Ask HN: Does enlisting in the Air Force after HS hurt tech career options? - legionof7
I&#x27;m going to be a HS senior in a few weeks and I need to decide whether to enlist in the Air Force softbook program (I would go to basic training after my senior year and be guaranteed one of five jobs). I do dual enrollment so I would already have ~45 college credits so I could immediately become E3 Airman First Class.<p>I know that I can go through Air Force Community College and then get a bachelors through their partnership schools but they aren&#x27;t great schools.<p>If I didn&#x27;t enlist, I&#x27;d probably go into a UC doing compsci or business, continue working on my startup, and make my way into the tech scene.<p>I&#x27;d love any suggestions or opinions you may have, thanks!
======
ThrowawayR2
The point of going to a better quality school is the chance (note, not a
guarantee, just the chance) of getting a higher quality education. Pretty much
any institution will teach the basic CS core adequately but a higher quality
program will give you access to specialized courses like AI, software
security, machine vision, embedded systems, etc. that will give you a broader
set of job options to choose from over the course of your career.

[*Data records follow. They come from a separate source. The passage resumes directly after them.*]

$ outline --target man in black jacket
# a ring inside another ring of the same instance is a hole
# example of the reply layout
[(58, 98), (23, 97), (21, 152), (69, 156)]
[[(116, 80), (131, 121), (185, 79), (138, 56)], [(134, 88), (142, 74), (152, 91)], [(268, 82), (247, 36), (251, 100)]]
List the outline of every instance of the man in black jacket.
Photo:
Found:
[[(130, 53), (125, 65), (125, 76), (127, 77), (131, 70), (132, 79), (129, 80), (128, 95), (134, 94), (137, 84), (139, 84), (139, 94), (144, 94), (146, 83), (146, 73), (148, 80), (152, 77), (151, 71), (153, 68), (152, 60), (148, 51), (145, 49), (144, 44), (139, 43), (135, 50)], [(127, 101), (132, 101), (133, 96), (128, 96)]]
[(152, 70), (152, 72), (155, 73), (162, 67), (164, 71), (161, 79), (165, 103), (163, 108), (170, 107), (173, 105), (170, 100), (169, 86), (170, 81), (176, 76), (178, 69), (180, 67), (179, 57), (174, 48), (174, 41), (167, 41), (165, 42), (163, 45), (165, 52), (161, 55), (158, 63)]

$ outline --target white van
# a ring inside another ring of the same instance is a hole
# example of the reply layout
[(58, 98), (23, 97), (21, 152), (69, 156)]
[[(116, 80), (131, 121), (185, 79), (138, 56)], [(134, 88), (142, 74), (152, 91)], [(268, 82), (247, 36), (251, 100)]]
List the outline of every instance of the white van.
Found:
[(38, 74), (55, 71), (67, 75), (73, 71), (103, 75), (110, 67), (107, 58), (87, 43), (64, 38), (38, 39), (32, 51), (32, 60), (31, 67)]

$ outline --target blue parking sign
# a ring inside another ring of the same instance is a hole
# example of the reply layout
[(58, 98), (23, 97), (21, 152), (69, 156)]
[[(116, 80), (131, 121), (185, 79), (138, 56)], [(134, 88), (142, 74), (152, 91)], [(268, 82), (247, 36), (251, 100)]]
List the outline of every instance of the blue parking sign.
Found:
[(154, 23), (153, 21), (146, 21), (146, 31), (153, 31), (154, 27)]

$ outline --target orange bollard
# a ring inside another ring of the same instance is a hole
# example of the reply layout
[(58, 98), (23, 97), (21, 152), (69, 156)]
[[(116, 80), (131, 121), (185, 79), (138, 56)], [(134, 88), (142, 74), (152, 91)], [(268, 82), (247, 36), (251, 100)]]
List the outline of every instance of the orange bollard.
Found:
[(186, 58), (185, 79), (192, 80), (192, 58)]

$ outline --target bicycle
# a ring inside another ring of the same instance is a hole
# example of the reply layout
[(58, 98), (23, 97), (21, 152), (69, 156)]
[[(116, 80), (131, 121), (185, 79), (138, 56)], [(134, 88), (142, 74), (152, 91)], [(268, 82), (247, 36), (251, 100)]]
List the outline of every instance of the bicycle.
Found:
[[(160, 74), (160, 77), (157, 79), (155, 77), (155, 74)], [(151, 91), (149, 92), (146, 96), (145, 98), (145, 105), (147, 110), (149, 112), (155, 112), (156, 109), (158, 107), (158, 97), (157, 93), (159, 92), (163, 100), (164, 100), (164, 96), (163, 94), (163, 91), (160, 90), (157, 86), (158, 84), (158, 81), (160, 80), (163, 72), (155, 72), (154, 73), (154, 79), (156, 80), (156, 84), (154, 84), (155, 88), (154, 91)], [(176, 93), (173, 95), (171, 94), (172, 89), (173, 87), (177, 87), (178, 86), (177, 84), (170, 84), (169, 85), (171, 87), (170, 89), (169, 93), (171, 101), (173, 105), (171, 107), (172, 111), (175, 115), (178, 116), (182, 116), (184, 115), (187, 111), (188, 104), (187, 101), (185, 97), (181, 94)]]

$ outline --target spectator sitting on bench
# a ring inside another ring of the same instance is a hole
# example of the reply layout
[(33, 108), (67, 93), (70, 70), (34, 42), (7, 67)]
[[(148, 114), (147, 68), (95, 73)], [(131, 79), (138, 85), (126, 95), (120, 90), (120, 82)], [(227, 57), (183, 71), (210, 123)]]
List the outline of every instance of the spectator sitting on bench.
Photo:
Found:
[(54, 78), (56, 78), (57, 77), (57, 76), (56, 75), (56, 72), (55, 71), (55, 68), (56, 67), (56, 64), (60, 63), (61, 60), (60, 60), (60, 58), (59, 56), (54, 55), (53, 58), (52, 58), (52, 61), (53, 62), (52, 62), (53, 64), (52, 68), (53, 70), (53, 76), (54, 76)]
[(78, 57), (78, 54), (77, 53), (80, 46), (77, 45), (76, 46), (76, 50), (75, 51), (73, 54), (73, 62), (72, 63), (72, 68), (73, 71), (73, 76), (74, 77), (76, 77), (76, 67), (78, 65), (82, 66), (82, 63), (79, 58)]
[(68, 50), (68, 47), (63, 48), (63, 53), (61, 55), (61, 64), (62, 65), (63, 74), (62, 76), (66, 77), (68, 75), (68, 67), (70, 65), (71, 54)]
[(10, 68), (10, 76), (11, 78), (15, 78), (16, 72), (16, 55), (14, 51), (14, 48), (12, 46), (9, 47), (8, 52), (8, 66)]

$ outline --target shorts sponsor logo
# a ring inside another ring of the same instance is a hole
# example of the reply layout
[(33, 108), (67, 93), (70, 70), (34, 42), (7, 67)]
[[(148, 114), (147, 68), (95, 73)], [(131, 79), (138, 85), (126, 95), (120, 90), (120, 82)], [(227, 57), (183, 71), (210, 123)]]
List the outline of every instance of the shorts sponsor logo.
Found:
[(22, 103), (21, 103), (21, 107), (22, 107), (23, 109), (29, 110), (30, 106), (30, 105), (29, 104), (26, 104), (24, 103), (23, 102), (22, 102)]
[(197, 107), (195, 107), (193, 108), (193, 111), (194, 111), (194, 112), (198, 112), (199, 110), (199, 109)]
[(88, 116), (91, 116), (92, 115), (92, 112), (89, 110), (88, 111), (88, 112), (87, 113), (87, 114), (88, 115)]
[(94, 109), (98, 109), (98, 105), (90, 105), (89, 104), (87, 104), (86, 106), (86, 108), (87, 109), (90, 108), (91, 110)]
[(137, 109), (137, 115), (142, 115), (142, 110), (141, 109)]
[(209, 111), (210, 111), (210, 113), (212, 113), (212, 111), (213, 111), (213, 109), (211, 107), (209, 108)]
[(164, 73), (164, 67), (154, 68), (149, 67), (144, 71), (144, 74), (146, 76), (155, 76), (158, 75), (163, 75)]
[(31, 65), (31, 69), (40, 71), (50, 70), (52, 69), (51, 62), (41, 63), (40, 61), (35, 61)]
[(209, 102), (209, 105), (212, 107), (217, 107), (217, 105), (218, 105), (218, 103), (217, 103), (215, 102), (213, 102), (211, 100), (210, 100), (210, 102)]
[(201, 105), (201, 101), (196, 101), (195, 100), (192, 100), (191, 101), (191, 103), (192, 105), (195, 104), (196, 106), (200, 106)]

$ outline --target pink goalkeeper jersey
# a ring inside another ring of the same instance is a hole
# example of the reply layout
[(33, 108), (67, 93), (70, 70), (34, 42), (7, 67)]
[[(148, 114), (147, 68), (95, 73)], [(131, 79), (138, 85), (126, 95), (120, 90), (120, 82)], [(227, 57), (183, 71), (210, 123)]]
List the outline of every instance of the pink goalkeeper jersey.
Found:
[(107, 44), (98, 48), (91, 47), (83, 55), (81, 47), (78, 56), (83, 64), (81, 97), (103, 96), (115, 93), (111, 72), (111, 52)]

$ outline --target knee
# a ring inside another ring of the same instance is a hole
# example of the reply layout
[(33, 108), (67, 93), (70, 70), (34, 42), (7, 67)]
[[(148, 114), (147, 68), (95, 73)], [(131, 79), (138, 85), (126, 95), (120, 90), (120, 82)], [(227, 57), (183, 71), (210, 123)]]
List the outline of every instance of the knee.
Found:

The questions you need to ask yourself are:

1) Is getting deeper and broader CS knowledge important to your future career
plans? The default career for the vast majority of CS graduates is writing web
sites and apps (go and look at the monthly HN "Who's hiring?" posting). For
that, a basic CS education is more than adequate and many would say it's
overkill. If that's the route you think you're going to take, follow SQL2219's
advice and don't worry about school quality.

2) Are you a good enough student and a dedicated enough student to take
advantage of a better quality school? Put bluntly, if you don't put in the
work to absorb the material well to remember and use it later in your career,
having a broader set of classes available to you isn't going to make a
difference.

------
SQL2219
Don't underestimate the huge advantage of graduating with zero student debt,
which currently averages around $40,000 for graduates.

"they aren't great schools" \- by what measure are you using to validate this
statement? Most companies do not care where you got your degree, although you
will run into asshole gatekeepers (HR) that have their own unjustified bias.
The further along you get in your career, the less it matters where you went
to school.